For the faithful farmer that cares and has a reformed curiosity, we teach there is one more essential trait they must possess; they will always need to have a contingency mindset. No farmer operates without risk. Accepting risk requires faith. Famers understand faith in ways that most society cannot grasp. God’s promise in Genesis 8:22, “While the earth remains, seedtime and harvest, cold and heat, summer and winter, day and night, shall not cease” is a promise every faithful farmer knows very well. The faithful farmer believes God’s Word and it is counted to them as righteousness.
The faithful farmer has a contingency plan based on the promises of God, not just on their circumstances. I farmed through the farm crisis of the 1980s along with three major drought years, government policy changes, price and market fluctuations, variable weather and weather disasters, family drama and tragedies, insects and diseases, the list goes on and on. These are all the realities of being a farmer in agriculture today. We teach these things at Dordt University. We give students tools and processes to mitigate the negative impact of these environmental elements nearly all farmers experience in their careers. Yet no farmer is completely immune from these and other areas of risk. What makes us different at Dordt University?

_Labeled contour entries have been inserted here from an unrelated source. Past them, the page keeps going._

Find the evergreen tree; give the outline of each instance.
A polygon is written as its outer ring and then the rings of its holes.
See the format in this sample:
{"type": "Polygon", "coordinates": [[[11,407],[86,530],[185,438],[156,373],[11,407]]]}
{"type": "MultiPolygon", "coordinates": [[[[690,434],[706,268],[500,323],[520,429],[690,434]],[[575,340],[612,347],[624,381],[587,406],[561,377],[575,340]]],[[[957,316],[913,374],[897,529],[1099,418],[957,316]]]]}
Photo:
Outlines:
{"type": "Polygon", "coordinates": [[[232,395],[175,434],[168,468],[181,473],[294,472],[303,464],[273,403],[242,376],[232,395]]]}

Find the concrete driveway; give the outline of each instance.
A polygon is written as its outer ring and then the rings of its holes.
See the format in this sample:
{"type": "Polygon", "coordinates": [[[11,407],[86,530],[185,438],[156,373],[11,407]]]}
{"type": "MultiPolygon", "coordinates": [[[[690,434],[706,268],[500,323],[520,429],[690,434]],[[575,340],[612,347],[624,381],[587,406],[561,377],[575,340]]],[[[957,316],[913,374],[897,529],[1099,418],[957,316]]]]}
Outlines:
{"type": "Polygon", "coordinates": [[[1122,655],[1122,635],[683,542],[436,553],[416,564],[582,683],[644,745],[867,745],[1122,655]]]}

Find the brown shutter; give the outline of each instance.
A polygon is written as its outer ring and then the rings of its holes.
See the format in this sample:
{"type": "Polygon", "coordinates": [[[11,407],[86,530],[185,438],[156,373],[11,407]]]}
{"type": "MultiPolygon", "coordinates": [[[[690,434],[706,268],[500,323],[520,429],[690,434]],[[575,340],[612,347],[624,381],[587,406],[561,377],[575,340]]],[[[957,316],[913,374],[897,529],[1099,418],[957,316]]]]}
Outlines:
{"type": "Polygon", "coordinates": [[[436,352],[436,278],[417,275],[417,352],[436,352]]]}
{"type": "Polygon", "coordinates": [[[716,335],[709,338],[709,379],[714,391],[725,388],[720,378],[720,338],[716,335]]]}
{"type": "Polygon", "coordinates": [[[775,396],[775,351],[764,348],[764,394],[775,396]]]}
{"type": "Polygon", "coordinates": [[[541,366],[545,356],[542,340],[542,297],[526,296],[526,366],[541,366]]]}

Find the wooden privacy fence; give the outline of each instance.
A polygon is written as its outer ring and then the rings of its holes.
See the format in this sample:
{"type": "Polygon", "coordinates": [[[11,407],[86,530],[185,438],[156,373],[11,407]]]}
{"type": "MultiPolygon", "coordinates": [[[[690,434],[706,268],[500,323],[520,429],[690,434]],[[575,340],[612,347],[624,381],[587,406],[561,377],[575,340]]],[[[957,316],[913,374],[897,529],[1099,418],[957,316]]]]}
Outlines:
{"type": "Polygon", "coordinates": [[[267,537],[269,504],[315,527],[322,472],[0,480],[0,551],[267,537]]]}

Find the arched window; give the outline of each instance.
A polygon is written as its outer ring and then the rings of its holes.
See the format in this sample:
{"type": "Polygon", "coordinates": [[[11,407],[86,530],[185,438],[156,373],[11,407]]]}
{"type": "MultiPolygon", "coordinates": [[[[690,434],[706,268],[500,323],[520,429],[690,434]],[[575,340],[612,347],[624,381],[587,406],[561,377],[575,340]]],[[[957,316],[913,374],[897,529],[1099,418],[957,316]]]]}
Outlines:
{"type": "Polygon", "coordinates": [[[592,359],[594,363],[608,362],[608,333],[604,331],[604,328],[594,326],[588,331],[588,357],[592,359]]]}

We reinforce the need to trust God above all else. James 5:7 tells us, “Be patient, therefore, brother, until the coming of the Lord. See how the farmer waits for the precious fruit of the earth, being patient about it, until it receives the early and the late rains.” James 4:15 tells us to plan but know that it is the Lord who ultimately determines the outcome. “If the Lord wills, we will live and do this or that.” The faithful farmer has his or her contingency plans rooted in the promises of God. We plan—we even have multiple plans—but more than anything the faithful farmer has their plans rooted in the promises of God.
We not only need faithful farmers, but also need to be faithful in our chosen vocations as a means of loving God and serving our neighbors. Care, curiosity, and contingency are essential traits in all our lives. What is distinctively different from a generic worldly basis of these traits is the foundation for them. In the faithful person, these traits are based on God’s Word and the promises in them. May God find us faithful!